Reading and the Left Temporal Lobe





"Reading and the Left Temporal Lobe"


"Reading and the Left Temporal Lobe"


By Jeremiah Cameron (June 23, 2001)


Nobody ought to be teaching in grades K– 6, where reading skills must be emphasized— because the growth and activity in the brain areas that process language slow up after age 10—who does not know how the LEFT TEMPORAL LOBE makes reading possible. See: http://www.umich.edu/~cogneuro/jpg/Brodmann.html

Frontal Lobe


Reading requires what teachers in the good old days taught—when kids who came from two-room school houses read better in grade five than many college graduates today. Consider old-fashioned an useless by many teacher training schools today, formal grammar (not just USAGE) and diagramming were the order of the day. Far from useless and mental keys to understanding how words and word-groups are employed in comprehension, grammatical structuring and the sequencing of words and word-groups (called SYNTAX) are vital tools in the reading process—if only teachers, many of whom know little grammar themselves, understood this.


Since reading is basic to all the other academics of schools, if many, many American children cannot read, then expect a low status of American learning at every level.


It is in the TEMPORAL LOBE, situated at what one might call the bottom of the CEREBRUM, that we find the nerve cells and interconnections that create the TEMPORAL-SEQUENTIAL relationship between the units of a sentence. Let us take a sentence written on the printed page: THE NEW STUDENTS IN OUR CLASS CAME FROM AFRICA. Notice that the words and word groups come in a sequential order that is peculiar to English, and is not necessarily found in all the languages in the world. We read by hooking the "doer' word (or SUBJECT) "students" with an ACTION or HAVING or Being (or PREDICATE) "came." We expand the meaning by modifying subjects and verbs with single works or word groups Called PHRASES or Dependent CLAUSES. The -s on "students" gives it the meaning of more than one, and the lack of an -s on "came" makes it agree with the subject "students."


Modifiers of "students": THE (meaning definitely about "students") and the prepositional phrase IN OUT CLASS (spoken in one breath with all three words connected) tells IN WHICH CLASS? And WHERE THE STUDENTS ARE. The plural verb came has its meaning modified by a prepositional phrase that tells WHERE THE STUDENTS CAME FROM (once again, said with all three works connected).


The MAIN POINT: There is a TEMPORAL-SEQUENCE between word groups and a SYNTACTICAL STRUCTURE. "THE" must come before "students" and the prepositional phrase "in our class" with "in" before "our," which is before "from Africa" (as a one-breath unit) comes after the verb "came." To comprehend the sentence the reader must MENTALLY understand, this word order and the grammatical endings or lack of them. This mental action takes place in the LEFT TEMPORAL LOBE.


The BRAIN POINT: It is in the LEFT TEMPORAL LOBE that the mental process of comprehension takes place. This lobe MUST be developed in early youth. Words and their meanings; sounds and their meanings; syllables and their meanings; pauses or lack of pauses after words or word groups; numbers rhymes—and most importantly ANALYTICAL REASONING—are processed in the left temporal lobe.

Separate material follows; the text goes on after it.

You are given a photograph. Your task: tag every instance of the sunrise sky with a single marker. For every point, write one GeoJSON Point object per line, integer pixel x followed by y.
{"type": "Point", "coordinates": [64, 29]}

For children to read well the nerve cells for these skills must be developed before puberty sets in.


Parents and school MUST—in those first 10 years of life do with the child those things that develop in the LEFT TEMPORAL LOBE the structures for reading. In a following article, I am going to explain that if the early development does not take place for the DIALECT of the language on the printed page—STANDARD AMERICAN ENGLISH DIALECT in this country—children in school, and adults too, will have difficulty reading. Which is the basis of our education system.


When will school systems learn what has been known for over 50 years? Reading aloud to small children—with facial expressions, emphases, pauses and stresses—creates and develops in language areas of the brain nerve cells for reading: Ages 1 to 10 are critical. When will churches and other community groups work with mothers to read aloud to children?